No seu mais recente livro, intitulado precisamente “Doppelgänger”, Naomi Klein – autora, ativista e analista política – fala-nos do “mundo-espelho”. Um mundo onde aqueles que defendem ideologias totalmente estranhas às nossas podem exprimir-se com a mesma linguagem que nós, gritar os mesmos slogans e, com isso, chegarem a parecer iguais a nós. Um mundo onde nos inscrevemos no espaço digital e apresentamos nas redes sociais pessoas a quem damos o nosso nome, a nossa cara, a nossa (aparente) identidade, seres extremamente parecidos connosco… mas que mostram vidas radicalmente diferentes das nossas vidas reais.
Podemos talvez dizer que “Doppelgänger” é o espelho de uma identidade – individual ou coletiva - que se fragmenta, que se encontra em dúvida, que se questiona, que se reconhece naquilo que era suposto ser “o estranho”, que não sabe como (re)definir-se. “Doppelgänger” é assim, sobretudo, um terreno fértil para pensar e falar do “eu”, do “outro”, do “nós”.
No momento em que caíam as torres gémeas, o VU preparava e ensaiava um espetáculo paradigmático no seu percurso e que, pela primeira vez, colocava em cena personagens que, apesar de cumprirem funções dramatúrgicas pré-definidas, não deixavam de duplicar a personalidade dos intérpretes; e nessa tarde, numa breve pausa para lanchar, julgámos que o impacto do segundo avião contra a segunda torre se tratava da repetição do impacto anterior.

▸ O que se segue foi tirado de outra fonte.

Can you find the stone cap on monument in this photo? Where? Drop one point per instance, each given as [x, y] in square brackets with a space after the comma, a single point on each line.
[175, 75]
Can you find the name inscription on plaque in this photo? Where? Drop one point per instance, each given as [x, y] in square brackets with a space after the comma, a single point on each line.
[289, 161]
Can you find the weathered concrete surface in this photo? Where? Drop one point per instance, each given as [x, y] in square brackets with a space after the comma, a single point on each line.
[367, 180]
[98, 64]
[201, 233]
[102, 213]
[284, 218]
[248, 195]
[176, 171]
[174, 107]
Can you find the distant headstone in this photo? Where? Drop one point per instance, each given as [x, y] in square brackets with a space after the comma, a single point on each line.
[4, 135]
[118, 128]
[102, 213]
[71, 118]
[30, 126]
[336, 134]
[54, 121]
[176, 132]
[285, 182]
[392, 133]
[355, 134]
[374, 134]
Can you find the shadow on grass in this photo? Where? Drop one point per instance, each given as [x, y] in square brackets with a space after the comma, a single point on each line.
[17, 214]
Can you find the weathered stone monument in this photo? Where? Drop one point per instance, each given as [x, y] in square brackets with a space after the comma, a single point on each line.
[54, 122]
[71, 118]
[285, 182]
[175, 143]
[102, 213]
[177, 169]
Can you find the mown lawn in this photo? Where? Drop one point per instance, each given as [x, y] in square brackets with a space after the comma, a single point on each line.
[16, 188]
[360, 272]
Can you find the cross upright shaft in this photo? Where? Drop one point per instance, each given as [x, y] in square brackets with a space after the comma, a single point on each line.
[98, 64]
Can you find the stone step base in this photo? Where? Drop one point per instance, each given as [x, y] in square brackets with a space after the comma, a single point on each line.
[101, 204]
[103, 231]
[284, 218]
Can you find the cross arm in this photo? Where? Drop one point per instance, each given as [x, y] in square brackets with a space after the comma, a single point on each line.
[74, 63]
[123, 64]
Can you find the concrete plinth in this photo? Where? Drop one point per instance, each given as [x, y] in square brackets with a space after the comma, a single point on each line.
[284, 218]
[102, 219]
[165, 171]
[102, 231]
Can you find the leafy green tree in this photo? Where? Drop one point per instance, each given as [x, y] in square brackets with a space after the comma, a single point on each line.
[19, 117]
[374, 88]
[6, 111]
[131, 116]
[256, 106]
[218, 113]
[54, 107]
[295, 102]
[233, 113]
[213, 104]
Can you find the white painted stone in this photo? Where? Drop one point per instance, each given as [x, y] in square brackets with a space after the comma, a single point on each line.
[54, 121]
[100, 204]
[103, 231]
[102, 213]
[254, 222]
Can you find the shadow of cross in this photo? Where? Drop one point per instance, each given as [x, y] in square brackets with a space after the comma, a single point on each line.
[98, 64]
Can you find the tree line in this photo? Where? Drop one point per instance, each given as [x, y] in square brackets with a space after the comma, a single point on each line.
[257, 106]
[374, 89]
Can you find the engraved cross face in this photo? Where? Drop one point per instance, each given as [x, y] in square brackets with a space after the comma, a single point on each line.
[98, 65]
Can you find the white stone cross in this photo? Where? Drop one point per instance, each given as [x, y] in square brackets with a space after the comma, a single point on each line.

Ao longo dos anos fomos enchendo guiões para cena que apontavam ações e textos de ANA e CARLOS - assim mesmo, sem a preocupação de definir uma alteridade clara - que mais não eram do que apontamentos para duplos de nós próprios. Esta metodologia teve, mais tarde, momentos de particular duplicação, de que destacamos Teoria 5S (2017) e Velocidade de Escape (2018), em que nos assumimos como parte de um coletivo que procura dar sentido ao seu percurso e arquivo; trans/missão (2015), quando Carlos Costa se assume como um dramaturgo que tenta auxiliar um músico (João Martins, colaborador e autor habitual) a criar uma ópera; Biodegradáveis (2014), com Ana Vitorino assumindo uma outra Ana, com a mesma idade e uma doença degenerativa; Versão Beta (2021), com Carlos Costa a mergulhar numa dramaturgia da sua própria vida; Little B (2019) com ambos a encontrarem-se na biografia de Mário Moutinho.
Entretanto, ao longo deste percurso, o conceito de “doppelgänger”, acima apresentado, passou diversas vezes pelo jogo da escrita: criando um alegado filme pretérito, sem som, em que nos tentávamos reconhecer e até dobrar as próprias vozes (Teoria 5S); depois com o convite a um dos fundadores do VU para imaginar a morte da Ana e do Carlos, como princípio do processo de trabalho (Velocidade de Escape); mais recentemente, com a criação de uma personagem (posteriormente descartada) em busca de uma teoria geral dos doppelgängers (Tang Ping, 2022); e já a seguir, na consideração das tensões entre obra e biografia de um mesmo artista (Como desenhar uma filha nua, 2024).
E - agora sim, finalmente sim - chegou o momento de arriscarmos um espetáculo em torno desta ideia que em nós vive há mais de 20 anos. Ou que vive em duplos nossos.